Now, a lot of guys could and do say cruel and inconsiderate stuff like that. But someone who’s memorized the Quran? Someone who teaches Islam? Someone who knows that God looks at our hearts not our appearances? I’m not saying he needs to go and marry someone overweight to atone for his comment. But it does say something about his character, doesn’t it?

Getting married nowadays has become a major struggle in the Muslim community for many reasons. There are plenty of explanations for it, which I’m not going to go into. But most relevant for the purpose of this letter is that Facebook can kill your prospects pretty quickly if you say or post something stupid. There are serious long-term consequences. If anything, FB offers people a look at your character. Stuff that you could easily hide in a meeting at a prospective spouse’s home for tea can easily be found on FB. Then, the flashy suit, six-figure salary, good looks and Ivy League education will quickly go out the window. Nobody wants to marry a jerk or a jerkette. And even if they decide to, these couples usually end up splitting up a couple of years down the road eventually. Few people today can stand day to day contact with a jerk or jerkette whether there are kids involved or not.

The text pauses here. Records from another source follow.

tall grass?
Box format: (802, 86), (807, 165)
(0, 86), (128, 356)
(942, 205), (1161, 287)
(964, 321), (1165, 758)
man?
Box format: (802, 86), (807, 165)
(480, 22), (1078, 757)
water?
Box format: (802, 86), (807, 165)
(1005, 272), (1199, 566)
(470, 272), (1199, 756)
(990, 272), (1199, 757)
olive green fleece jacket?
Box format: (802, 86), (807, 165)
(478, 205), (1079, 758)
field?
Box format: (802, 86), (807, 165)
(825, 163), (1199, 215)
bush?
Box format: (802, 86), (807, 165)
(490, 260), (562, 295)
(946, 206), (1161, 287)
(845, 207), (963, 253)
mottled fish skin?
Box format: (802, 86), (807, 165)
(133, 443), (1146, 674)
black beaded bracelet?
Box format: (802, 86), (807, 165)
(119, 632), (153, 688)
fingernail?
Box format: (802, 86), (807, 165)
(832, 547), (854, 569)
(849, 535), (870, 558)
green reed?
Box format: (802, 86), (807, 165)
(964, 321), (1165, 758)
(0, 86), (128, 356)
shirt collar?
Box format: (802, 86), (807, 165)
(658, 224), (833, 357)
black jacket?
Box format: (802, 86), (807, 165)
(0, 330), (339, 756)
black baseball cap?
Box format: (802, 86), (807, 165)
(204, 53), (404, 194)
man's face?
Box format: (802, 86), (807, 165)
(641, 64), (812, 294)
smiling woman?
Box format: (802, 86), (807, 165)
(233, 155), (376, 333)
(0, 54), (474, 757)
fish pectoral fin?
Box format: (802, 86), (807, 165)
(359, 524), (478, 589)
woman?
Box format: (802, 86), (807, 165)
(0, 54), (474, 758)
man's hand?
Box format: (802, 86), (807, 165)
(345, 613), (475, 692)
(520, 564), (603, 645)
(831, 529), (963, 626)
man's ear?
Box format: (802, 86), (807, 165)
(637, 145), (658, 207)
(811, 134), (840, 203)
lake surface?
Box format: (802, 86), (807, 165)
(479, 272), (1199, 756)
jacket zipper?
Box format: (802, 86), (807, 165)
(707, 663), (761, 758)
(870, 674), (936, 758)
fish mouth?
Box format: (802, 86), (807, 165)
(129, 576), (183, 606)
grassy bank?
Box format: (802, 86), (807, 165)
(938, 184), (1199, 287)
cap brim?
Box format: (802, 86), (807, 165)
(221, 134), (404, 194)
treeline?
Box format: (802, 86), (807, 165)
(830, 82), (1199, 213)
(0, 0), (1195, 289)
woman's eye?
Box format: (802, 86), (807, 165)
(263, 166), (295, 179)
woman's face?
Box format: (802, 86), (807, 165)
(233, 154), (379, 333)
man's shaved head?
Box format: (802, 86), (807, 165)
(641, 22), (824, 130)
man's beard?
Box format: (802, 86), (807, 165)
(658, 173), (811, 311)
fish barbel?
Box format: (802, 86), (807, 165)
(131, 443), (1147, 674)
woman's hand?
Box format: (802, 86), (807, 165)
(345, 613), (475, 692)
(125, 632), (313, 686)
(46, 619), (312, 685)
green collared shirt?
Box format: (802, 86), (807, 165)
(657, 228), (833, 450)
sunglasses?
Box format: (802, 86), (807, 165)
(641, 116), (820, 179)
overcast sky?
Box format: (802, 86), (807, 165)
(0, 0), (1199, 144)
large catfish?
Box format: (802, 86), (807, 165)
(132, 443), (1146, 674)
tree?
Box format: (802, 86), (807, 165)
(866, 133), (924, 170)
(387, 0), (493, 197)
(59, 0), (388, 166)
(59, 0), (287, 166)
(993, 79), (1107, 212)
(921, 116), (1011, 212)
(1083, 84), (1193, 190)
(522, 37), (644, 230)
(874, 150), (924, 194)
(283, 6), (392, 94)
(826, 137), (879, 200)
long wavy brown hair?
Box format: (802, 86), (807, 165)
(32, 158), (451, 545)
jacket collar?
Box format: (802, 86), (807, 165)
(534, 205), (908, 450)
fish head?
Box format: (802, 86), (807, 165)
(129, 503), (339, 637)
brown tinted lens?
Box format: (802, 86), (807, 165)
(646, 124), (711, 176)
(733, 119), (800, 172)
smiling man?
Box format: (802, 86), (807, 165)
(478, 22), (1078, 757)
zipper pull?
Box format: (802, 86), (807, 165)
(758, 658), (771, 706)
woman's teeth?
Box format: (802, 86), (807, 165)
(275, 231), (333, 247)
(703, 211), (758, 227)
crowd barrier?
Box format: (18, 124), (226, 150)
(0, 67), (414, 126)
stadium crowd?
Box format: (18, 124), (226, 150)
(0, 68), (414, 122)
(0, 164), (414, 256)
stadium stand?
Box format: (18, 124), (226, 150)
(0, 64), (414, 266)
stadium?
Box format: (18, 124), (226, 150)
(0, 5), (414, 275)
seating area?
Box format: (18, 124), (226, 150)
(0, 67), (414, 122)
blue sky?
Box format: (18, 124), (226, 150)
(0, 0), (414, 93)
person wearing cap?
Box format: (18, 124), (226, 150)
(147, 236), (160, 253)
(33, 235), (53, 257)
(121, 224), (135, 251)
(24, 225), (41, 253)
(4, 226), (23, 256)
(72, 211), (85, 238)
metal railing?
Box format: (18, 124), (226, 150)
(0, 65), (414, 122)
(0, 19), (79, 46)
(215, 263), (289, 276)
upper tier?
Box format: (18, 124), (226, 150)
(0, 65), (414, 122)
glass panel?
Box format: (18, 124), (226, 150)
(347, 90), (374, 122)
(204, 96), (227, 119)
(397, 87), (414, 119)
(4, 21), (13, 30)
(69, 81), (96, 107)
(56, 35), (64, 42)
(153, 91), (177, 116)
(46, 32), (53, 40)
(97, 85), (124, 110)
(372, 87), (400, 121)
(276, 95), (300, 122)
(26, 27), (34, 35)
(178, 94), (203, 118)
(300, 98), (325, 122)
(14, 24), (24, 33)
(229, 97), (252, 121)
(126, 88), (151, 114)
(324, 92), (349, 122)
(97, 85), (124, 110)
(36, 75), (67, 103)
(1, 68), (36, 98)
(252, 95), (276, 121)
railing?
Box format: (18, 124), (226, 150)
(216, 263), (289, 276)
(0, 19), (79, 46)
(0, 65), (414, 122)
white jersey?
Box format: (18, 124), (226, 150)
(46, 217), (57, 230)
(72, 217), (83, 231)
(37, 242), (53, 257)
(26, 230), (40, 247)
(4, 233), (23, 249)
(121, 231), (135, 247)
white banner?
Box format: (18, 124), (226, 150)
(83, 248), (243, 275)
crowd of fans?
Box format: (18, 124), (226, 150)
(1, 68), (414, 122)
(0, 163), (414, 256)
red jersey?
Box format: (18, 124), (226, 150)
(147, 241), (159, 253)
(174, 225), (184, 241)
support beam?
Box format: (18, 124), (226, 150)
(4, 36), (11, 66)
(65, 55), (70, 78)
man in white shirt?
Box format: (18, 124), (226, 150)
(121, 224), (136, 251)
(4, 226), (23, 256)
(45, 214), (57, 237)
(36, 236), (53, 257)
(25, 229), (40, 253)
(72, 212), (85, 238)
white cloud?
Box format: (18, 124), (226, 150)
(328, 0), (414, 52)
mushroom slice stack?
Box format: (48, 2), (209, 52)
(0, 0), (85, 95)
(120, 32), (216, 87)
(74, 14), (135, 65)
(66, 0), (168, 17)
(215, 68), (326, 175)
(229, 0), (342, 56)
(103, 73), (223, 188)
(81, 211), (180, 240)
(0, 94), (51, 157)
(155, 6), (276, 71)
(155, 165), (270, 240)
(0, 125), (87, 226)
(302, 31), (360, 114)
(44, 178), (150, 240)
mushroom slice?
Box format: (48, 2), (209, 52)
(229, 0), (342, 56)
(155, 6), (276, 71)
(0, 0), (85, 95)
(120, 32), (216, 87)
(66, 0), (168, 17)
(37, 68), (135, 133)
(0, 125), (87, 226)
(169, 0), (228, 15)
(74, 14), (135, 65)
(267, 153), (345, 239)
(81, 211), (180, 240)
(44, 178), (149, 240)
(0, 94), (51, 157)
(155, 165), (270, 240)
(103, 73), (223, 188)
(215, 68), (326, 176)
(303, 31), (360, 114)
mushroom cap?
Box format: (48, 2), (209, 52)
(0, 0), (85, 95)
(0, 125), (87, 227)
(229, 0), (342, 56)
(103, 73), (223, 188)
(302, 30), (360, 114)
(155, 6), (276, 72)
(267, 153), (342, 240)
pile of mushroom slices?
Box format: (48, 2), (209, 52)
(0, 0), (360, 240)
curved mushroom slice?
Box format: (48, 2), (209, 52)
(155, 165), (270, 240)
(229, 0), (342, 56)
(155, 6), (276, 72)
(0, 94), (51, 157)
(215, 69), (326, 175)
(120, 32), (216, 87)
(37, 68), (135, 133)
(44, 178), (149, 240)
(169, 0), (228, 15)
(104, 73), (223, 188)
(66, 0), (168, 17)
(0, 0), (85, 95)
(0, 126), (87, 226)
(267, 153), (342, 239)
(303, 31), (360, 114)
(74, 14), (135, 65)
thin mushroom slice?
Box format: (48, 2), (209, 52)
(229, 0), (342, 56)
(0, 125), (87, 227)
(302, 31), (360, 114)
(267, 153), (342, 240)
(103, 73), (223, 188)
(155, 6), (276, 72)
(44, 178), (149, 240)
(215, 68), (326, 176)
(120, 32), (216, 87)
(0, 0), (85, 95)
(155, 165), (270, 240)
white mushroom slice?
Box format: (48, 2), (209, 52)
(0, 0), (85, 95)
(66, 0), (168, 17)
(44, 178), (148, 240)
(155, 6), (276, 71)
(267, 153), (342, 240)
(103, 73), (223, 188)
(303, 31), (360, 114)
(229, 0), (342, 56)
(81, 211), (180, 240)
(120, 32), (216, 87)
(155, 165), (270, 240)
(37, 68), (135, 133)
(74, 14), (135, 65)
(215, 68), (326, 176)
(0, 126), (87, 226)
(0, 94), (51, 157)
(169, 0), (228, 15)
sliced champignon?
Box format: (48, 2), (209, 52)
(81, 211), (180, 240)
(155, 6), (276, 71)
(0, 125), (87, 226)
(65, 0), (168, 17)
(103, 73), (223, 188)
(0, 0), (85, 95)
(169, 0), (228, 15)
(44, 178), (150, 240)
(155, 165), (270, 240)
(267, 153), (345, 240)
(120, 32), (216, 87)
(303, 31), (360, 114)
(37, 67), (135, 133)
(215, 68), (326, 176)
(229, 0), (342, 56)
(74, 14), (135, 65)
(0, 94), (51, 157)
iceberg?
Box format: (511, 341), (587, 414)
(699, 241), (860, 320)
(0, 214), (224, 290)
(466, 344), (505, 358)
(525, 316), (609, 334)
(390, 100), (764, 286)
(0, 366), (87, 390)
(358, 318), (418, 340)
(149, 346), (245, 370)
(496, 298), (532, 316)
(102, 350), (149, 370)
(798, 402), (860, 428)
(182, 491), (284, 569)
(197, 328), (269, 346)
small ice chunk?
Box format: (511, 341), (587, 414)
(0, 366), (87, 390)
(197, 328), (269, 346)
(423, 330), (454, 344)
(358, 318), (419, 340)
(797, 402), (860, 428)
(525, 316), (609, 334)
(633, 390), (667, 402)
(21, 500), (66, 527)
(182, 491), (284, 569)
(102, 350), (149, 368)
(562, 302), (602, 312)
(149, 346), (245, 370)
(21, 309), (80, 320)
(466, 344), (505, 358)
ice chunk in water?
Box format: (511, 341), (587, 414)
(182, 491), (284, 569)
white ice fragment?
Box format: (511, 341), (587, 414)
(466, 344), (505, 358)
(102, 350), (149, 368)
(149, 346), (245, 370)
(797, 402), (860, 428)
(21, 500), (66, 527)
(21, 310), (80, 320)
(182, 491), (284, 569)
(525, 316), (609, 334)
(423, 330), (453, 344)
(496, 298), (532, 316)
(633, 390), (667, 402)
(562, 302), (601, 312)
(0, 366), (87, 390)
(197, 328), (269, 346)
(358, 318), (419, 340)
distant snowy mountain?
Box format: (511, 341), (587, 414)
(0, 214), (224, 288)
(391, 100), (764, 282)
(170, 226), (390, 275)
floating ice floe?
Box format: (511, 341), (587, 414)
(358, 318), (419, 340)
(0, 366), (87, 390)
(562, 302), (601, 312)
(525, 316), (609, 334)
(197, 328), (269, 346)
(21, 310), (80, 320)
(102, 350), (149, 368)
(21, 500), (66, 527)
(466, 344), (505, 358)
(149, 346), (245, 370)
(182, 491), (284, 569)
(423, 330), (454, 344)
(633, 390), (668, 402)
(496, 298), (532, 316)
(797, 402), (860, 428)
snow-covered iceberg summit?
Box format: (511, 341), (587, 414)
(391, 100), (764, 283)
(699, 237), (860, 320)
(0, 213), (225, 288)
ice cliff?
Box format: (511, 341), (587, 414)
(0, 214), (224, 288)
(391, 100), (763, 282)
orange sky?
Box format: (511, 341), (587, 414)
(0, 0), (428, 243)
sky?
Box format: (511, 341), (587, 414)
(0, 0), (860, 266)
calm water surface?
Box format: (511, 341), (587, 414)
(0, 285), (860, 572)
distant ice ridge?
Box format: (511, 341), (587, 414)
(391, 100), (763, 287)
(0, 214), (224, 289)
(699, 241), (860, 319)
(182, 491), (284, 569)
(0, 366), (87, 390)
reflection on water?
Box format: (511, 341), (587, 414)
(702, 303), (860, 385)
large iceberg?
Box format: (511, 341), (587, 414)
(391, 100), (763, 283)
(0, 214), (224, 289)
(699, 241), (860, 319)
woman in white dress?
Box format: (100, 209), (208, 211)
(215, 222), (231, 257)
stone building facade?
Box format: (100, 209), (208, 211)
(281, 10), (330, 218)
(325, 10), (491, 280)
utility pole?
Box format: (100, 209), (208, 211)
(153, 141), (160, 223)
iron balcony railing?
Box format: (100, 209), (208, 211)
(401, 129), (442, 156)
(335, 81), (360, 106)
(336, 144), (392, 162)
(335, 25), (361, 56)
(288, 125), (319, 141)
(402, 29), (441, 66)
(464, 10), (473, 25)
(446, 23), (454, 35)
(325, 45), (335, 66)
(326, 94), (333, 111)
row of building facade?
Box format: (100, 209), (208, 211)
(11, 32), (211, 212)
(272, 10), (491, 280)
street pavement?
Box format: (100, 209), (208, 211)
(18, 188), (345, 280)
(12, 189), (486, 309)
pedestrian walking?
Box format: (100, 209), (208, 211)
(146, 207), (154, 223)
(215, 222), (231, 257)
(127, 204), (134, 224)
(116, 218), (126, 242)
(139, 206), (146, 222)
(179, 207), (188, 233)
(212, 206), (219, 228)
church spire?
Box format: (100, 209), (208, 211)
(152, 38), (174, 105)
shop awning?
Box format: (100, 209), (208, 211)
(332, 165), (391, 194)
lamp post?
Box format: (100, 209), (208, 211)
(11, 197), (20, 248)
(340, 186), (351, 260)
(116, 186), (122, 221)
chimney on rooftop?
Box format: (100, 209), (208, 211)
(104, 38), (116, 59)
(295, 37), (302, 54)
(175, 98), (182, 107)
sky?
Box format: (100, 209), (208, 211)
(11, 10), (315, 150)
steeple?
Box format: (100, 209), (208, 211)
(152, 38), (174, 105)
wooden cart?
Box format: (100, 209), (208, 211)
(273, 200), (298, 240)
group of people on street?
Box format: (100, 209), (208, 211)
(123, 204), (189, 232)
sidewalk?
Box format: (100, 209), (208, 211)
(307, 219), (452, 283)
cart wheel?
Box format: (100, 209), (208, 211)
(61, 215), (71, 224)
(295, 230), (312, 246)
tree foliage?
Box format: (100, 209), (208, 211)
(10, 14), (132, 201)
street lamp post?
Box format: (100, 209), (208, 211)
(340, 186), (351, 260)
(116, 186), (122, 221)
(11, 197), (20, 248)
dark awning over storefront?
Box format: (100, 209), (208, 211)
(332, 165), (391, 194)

‘It’s not fair!’ you’re probably saying. You’re right. It isn’t always fair. An angry comment on your wall on a day you were ticked about something or a joke about a fat girl when you were in a jovial mood shouldn’t be the sole judge of your character. But those who aren’t your real life friends don’t really know that and are unlikely to care. Don’t judge a person by their Facebook profile is good advice, but few are there who will heed it.

So be careful. Converse with your friends, but be on guard. The potential for misunderstanding about who you really are is ripe on FB. And ultimately, remember that Allah is always watching, and we are all accountable for everything we say and do.

Auntie Who Cares

P.S. If you’re a parent, aunt, uncle or older sibling of a young Muslim on FB, please share the main points of this letter with him or her.